In a significant crackdown on cryptocurrency operations, South Korea's Financial Intelligence Unit (FIU) has launched enforcement actions against several foreign exchanges, including KuCoin and BitMEX, for failing to register as Virtual Asset Service Providers (VASPs) as mandated by the country's financial regulations. The actions could lead to severe sanctions, including blocking access to these and other unregistered platforms.
On March 21, 2025, local media reported that South Korean authorities are working in collaboration with the Korea Communications Standards Commission (KCSC) to address these violations. Among the exchanges under scrutiny are CoinW, Bitunix, and KCEX, all accused of providing services to South Korean customers without the required registration and compliance checks. By marketing and offering customer support in the Korean language, these exchanges aimed to attract local investors while flouting anti-money laundering (AML) and financial regulations.
“We are organizing damage cases and related data to strengthen communication between authorities, and we expect to see tangible measures taken within this year,” stated an FIU official, reinforcing the government's serious stance on the matter.

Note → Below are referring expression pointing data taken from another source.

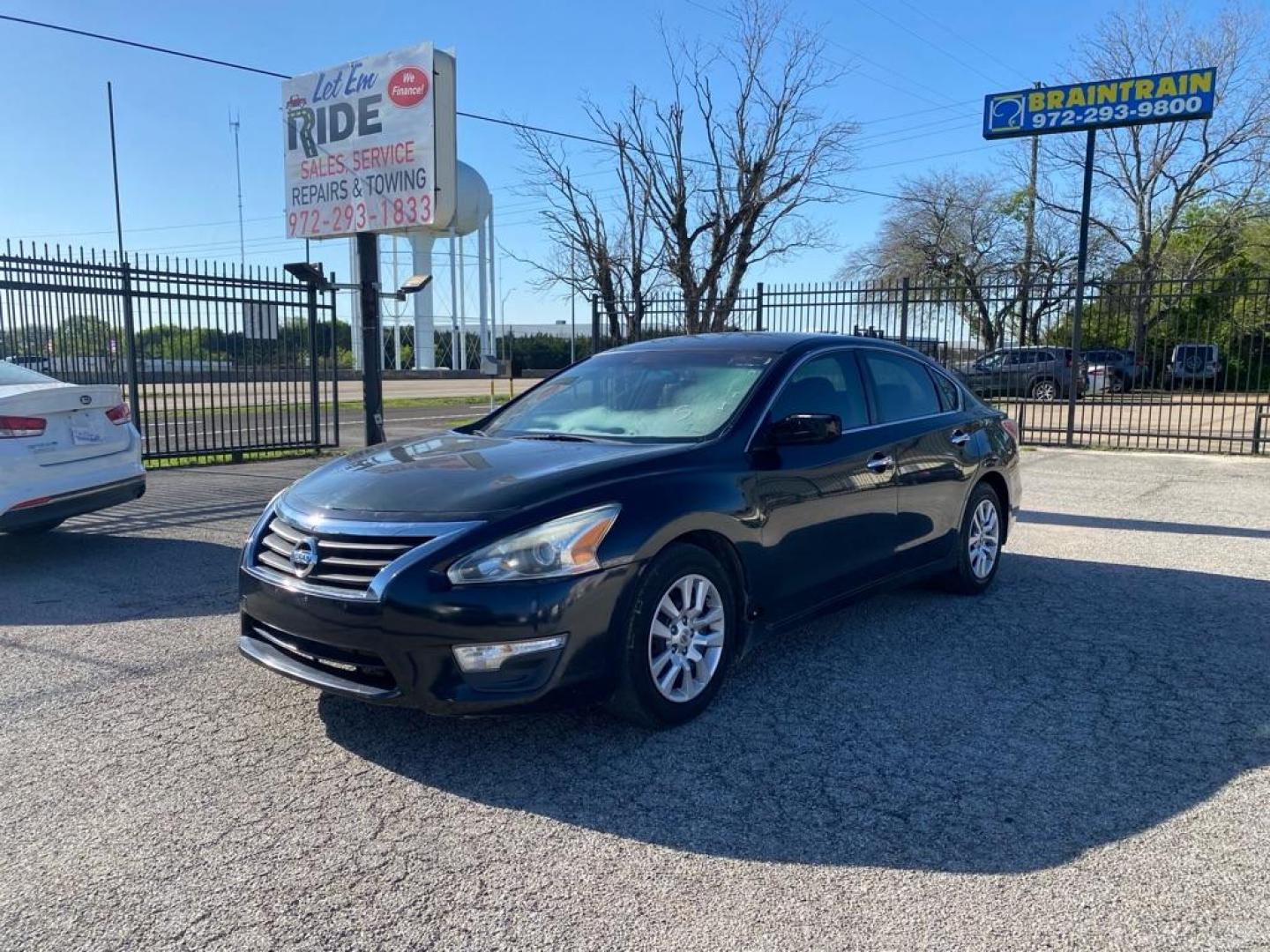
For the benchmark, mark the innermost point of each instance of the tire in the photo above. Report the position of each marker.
(968, 576)
(1042, 390)
(687, 686)
(37, 528)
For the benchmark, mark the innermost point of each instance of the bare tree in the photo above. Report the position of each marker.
(598, 245)
(967, 234)
(1147, 178)
(724, 172)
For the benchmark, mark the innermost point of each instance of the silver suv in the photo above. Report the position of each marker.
(1198, 365)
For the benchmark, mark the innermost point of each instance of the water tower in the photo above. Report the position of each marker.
(474, 212)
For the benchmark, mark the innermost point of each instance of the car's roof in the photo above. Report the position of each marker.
(765, 342)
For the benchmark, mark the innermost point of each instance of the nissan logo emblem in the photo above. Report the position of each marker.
(303, 556)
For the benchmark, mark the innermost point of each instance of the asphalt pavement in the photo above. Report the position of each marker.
(1080, 759)
(213, 430)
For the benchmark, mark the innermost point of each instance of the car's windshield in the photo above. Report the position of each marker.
(13, 374)
(646, 395)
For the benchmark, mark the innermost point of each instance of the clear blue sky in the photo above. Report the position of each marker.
(516, 60)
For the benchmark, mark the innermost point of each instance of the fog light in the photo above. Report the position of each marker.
(489, 658)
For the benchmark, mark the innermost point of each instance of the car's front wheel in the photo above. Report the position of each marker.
(678, 640)
(1044, 390)
(979, 542)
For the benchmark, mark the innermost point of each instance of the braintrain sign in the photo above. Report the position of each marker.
(361, 146)
(1165, 97)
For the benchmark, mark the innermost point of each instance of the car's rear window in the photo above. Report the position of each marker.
(11, 374)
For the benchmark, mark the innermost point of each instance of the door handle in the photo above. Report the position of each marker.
(878, 462)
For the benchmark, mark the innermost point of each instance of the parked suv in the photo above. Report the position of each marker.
(1036, 372)
(1198, 365)
(1127, 372)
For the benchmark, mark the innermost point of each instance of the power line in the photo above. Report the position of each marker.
(929, 42)
(510, 123)
(960, 38)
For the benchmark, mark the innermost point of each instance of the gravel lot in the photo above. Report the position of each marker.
(1079, 759)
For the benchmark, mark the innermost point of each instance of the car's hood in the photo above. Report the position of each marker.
(459, 476)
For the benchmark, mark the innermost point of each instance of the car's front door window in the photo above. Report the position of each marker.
(825, 385)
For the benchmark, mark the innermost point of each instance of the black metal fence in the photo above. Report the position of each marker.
(1163, 365)
(219, 362)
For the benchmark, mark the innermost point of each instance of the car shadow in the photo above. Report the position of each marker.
(1076, 704)
(83, 576)
(1102, 522)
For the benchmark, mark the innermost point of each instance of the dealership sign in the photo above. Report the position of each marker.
(361, 146)
(1165, 97)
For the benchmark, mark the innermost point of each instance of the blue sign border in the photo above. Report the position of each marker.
(1010, 115)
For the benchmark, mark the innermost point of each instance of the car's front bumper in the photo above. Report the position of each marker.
(398, 651)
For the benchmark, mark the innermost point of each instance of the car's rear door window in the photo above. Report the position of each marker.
(902, 386)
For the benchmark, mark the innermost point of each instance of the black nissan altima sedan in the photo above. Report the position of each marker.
(625, 530)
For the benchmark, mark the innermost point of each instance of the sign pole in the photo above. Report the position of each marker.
(130, 331)
(1077, 312)
(372, 377)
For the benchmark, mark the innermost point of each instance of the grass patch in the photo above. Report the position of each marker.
(248, 456)
(421, 403)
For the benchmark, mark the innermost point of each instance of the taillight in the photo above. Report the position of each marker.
(11, 427)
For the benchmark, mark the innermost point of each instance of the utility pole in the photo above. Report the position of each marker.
(1029, 240)
(372, 340)
(130, 331)
(238, 172)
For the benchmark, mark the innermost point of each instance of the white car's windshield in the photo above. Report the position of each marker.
(643, 395)
(13, 374)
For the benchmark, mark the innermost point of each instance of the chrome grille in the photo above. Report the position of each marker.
(346, 562)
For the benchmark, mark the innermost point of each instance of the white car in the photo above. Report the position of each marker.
(65, 450)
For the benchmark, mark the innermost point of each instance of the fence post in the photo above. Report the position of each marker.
(314, 403)
(903, 311)
(594, 324)
(334, 362)
(130, 343)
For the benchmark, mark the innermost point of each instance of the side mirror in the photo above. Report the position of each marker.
(805, 429)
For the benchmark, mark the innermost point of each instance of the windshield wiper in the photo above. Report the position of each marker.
(557, 437)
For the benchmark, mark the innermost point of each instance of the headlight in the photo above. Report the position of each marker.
(564, 546)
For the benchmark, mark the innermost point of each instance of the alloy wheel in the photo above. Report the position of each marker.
(984, 539)
(686, 637)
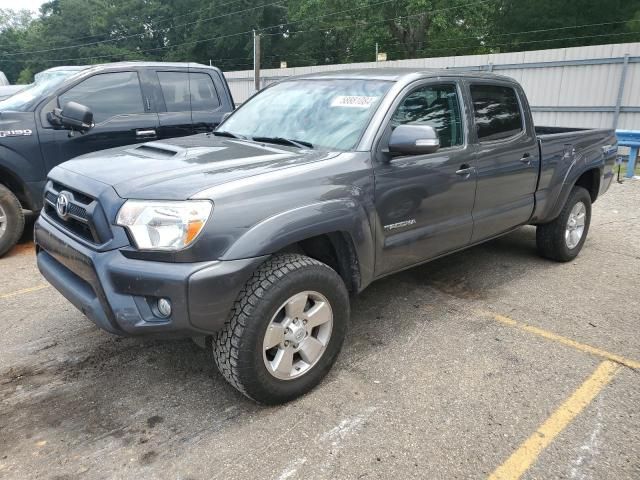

Crypto companies involved in activities like storage, brokerage, and management are required to report their operations to the FIU. Non-compliance can render these companies subject to criminal prosecution and administrative sanctions, prompting authorities to ensure strict adherence to regulations. This regulatory push reflects a broader global trend where countries are tightening their grip on the cryptocurrency market.
The investigation into foreign exchanges comes at a time when homegrown entities are also facing their own challenges. Just days before, on March 20, 2025, South Korean prosecutors raided the crypto exchange Bithumb over allegations of financial misconduct involving its former CEO, Kim Dae-sik. Authorities suspect Kim embezzled approximately 3 billion Korean won (over $2 million) in an attempt to fund a new apartment purchase.
In response to these allegations, Bithumb maintained that Kim had already secured a loan to refund the money, but the scrutiny over such transactions highlights the ongoing issues in the industry. Despite this, recent data indicates that South Korea now has only 31 registered crypto firms, a significant decline from 42 in the previous year, further underscoring the tightening regulatory environment.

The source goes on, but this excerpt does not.